A desaceleração econômica está provocando uma onda de demissões na construção civil. O setor, na verdade, sempre teve uma elevada rotatividade, mas a diferença fundamental é que o saldo entre admissões e demissões era positivo no passado – ou seja, os demitidos conseguiam recolocação. Nos primeiros dois meses de 2014, por exemplo, houve abertura de 63,1 mil postos formais no setor. No mesmo período deste ano, porém, foram destruídos 35,5 mil postos formais.

“As obras iniciadas em anos passados estão terminando. Agora, precisamos de novas decisões de investimento para absorver a mão de obra”, afirma Eduardo Zaidan, vice-presidente de economia do Sindicato da Indústria da Construção Civil do Estado de São Paulo (Sinduscon-SP). “Mas a política de restrição fiscal, a inflação mais alta e os juros mais altos deixam a política de novos investimentos bastante restrita.” 

O momento que vive o setor é ilustrado pelo número alto de demissões sem justa causa – que são os cortes mais diretamente ligados às dificuldades financeiras das empresas: entre janeiro e fevereiro, 73% dos trabalhadores desligados na construção foram demitidos sem justa causa, de acordo com dados do Cadastro Geral de Empregados e Desempregados (Caged). As outras categorias de demissões apontadas no Caged são saídas espontâneas, término de contratos, por justa causa, aposentadoria e morte (ver quadro). Como comparação, na agropecuária, por exemplo, as saídas sem justa causa representaram 56,68% do total. Na indústria, um pouco menos: 56,53%.

Freio. O desempenho da construção civil também tem sido afetado pela Operação Lava Jato, que investiga corrupção em contratos da Petrobrás. Com a operação, as construtoras tiveram crédito cortado e estão sem caixa para tocar as obras pelo País. Nos Estados com grandes obras de infraestrutura em andamento, fica evidente como o emprego tem sido afetado.

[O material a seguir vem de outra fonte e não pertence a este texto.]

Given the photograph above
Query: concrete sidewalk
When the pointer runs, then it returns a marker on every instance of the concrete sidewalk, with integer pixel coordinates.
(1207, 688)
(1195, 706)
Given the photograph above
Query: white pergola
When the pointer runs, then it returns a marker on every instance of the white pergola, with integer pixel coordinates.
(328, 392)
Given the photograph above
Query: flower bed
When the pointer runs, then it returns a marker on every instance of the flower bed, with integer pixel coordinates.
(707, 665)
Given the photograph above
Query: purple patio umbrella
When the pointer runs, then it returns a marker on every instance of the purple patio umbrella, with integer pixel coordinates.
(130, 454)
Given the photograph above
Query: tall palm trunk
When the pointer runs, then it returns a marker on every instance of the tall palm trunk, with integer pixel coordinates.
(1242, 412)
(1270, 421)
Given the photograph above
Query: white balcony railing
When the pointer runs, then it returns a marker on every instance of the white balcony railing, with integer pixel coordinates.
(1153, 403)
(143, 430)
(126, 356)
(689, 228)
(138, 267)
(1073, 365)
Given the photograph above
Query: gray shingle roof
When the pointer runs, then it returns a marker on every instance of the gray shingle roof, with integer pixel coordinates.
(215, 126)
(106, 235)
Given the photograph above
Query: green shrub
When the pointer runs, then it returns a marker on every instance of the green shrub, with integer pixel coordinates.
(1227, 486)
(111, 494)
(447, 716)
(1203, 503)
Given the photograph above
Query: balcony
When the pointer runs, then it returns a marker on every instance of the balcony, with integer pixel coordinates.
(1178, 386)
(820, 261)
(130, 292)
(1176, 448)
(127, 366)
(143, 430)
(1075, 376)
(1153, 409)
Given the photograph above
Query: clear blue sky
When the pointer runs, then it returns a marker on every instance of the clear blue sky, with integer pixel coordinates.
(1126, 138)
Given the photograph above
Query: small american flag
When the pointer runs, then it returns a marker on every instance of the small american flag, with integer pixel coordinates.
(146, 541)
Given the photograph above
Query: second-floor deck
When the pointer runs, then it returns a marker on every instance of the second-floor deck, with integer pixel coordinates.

Em Pernambuco, do total de desligamentos na construção civil, 86,99% foram computados como demissão sem justa causa. Com o envolvimento de várias construtoras na Operação Lava Jato, as obras da Refinaria Abreu e Lima diminuíram o ritmo, e algumas empresas demitiram os trabalhadores. 

Na Bahia, vários trechos da Ferrovia da Integração Oeste-Leste (Fiol) estão parados por causa da falta de dinheiro das empreiteiras envolvidas na Lava Jato. Além disso, o estaleiro Enseada Paraguaçu reduziu o ritmo das obras e desacelerou a atividade de construção das sondas de exploração de petróleo. No Estado, 85,68% dos desligamentos foram por demissão sem justa causa.

“A Operação Lava Jato causou um desemprego na construção civil, especialmente naquelas empresas que estão envolvidas ou fazendo obras para a Petrobrás”, afirma o presidente interino da Associação Paulista de Empresários de Obras Públicas (Apeop), Carlos Zveibil. “As coisas estão ruins de uma forma geral, e a Lava Jato é só mais um ingrediente”, afirma.

Por ora, a expectativa é de um ano difícil para o emprego na construção civil. O forte ajuste fiscal e a baixa confiança na economia brasileira devem retardar o crescimento e uma consequente melhora do mercado de trabalho. As projeções para o Produto Interno Bruto (PIB) deste ano têm sido reduzidas com frequência. Segundo o último relatório Focus, do Banco Central, a retração será de 1% em 2015.

“A crise não vai ter uma solução muito rápida. As medidas precisam ter um tempo para ter efeito e trazer uma restauração na confiança”, afirma Zaidan, do Sinduscon-SP.